Yes you can use basic autorization with django as something similar:
def post(self, request):
auth_header = request.META.get('HTTP_AUTHORIZATION', '')
token_type, _, credentials = auth_header.partition(' ')
import base64
expected = base64.b64encode(b'<username>:<password>').decode()
if token_type != 'Basic' or credentials != expected:
return HttpResponse(status=401)
authorization success flow code ...
request.META contains key HTTP_AUTHORIZATION in which your Autorization is present.
In case if you are using apache with modWSGI, the key HTTP_AUTHORIZATION might not be present. You need to add below line in your WSGI config
WSGIPassAuthorization On
Refer this detailed answer:
Passing apache2 digest authentication information to a wsgi script run by mod_wsgi
Hope it is useful for someone who is wondering why HTTP_AUTHORIZATION key is not present
There is httpauth.py.
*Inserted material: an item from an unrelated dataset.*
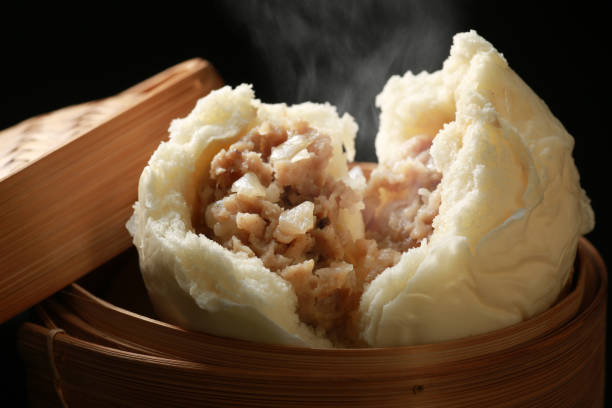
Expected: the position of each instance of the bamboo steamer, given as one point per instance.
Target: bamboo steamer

I'm still a complete newb with Django so I've no idea how it fits in exactly, but it should do what you're looking for.
Edit: here's a longer bug thread on the subject.
Because django can be run in several ways, and only modpython gives you close integration with Apache, I don't believe there is a way for django to log you in basic on Apache's basic auth. Authentication should really be done at the application level as it'll give you much more control and will be simpler. You really don't want the hassle of sharing a userdata between Python and Apache.
If you don't mind using a patched version of Django then there is a patch at http://www.djangosnippets.org/snippets/56/ which will give you some middleware to support basic auth.
Basic auth is really quite simple - if the user isn't logged in you return a 401 authentication required status code. This prompts the browser to display a login box. The browser will then supply the username and password as bas64 encoded strings. The wikipedia entry http://en.wikipedia.org/wiki/Basic_access_authentication is pretty good.
If the patch doesn't do what you want then you could implement basic auth yourself quite quickly.
This seems to be a task for custom AuthenticationBackend - see Django documentation on this subject, djangosnippets.org has some real-life examples of such code (see 1 or 2) (and this is not really a hard thing).
AuthenticationBackend subclasses have to have only 2 methods defined and their code is pretty straightforward: one has to return User object for user ID, the second has to perform credentials check and return User object if the credentials are valid.